Two Eskimos sitting in a kayak were chilly, but when they lit a fire in the craft it sank.....proving once and for all that you can't have your kayak and heat it, too.


Two boll weevils grew up in South Carolina. One went to Hollywood and became a famous actor. The other stayed behind in the cotton fields and never amounted to much. The second one, naturally, became known as the lesser of two weevils.


A three-legged dog walks into a saloon in the Old West. He sidles up to the bar and announces: "I'm looking for the man who shot my paw."


A neutron goes into a bar and asks the bartender, "How much for a beer?"

The bartender replies, "For you, no charge."


Two atoms are walking down the street and they run into each other.

One says to the other, "Are you all right?"

"No, I lost an electron!"

"Are you sure?"

"Yeah, I'm positive!"


Did you hear about the Buddhist who refused his dentist's novocaine during root canal work? He wanted to transcend dental medication!


A group of chess enthusiasts had checked into a hotel, and were standing in the lobby discussing their recent tournament victories. After about an hour, the manager came out of the office and asked them to disperse.

"But why?", they asked, as they moved off.

"Because," he said, "I can't stand chess nuts boasting in an open foyer."


A doctor made it his regular habit to stop off at a bar for a hazelnut daiquiri on his way home. The bartender knew of his habit, and would always have the drink waiting at precisely 5:03 p.m. One afternoon, as the end of the work day approached, the bartender was dismayed to find that he was out of hazelnut extract. Thinking quickly, he threw together a daiquiri made with hickory nuts and set it on the bar.

The doctor came in at his regular time, took one sip of the drink and exclaimed, "This isn't a hazelnut daiquiri!"

"No, I'm sorry", replied the bartender, "it's a hickory daiquiri, doc."


A hungry lion was roaming through the jungle looking for something to eat. He came across two men: one was sitting under a tree and reading a book; the other was typing away on his typewriter. The lion quickly pounced on the man reading the book and devoured him. Even the king of the jungle knows that readers digest and writers cramp.

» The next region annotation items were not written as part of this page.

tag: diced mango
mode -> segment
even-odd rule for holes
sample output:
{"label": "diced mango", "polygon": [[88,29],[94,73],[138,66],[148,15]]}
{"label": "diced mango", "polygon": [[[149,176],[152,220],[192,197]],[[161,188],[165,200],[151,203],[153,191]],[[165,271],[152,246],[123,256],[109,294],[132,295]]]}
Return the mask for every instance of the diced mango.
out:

There was a man who entered a local paper's pun contest. He sent in ten different puns, in the hope that at least one of the puns would win. Unfortunately, no pun in ten did.

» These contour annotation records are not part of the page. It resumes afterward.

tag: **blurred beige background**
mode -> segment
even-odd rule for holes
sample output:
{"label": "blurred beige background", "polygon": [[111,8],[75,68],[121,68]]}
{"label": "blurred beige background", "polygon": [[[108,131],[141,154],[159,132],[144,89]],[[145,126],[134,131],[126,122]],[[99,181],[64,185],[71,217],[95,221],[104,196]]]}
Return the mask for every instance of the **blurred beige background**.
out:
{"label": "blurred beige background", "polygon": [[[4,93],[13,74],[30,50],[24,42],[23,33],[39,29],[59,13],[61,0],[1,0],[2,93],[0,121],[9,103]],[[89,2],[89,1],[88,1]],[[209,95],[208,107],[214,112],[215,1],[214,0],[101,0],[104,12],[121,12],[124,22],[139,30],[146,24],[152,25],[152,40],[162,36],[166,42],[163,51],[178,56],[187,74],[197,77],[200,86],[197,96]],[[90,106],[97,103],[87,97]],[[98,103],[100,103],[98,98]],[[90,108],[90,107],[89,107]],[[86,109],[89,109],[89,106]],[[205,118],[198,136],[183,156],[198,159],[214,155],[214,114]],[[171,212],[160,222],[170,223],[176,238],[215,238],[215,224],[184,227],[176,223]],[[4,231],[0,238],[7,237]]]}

A mushroom walks into a bar, sits down and orders a drink. The bartender says, "We don't serve mushrooms here."

The mushroom says, "Why?! I'm a fun guy!"


This guy goes into a restaurant for a Christmas breakfast while in his home town for the holidays. After looking over the menu he says, "I'll just have the eggs benedict."

His order comes a while later and it's served on a huge fancy chrome plate. He asks the waiter, "What's with the fancy plate?"

The waiter replies, "There's no plate like chrome for the hollandaise!"


Very early one morning two birds are sitting at the side of a large puddle of oil. They see a worm on the other side. So... the one flies over and the other one swims through. Which one gets the worm first? The one who swam, of course, because "Da oily boid gets da woim."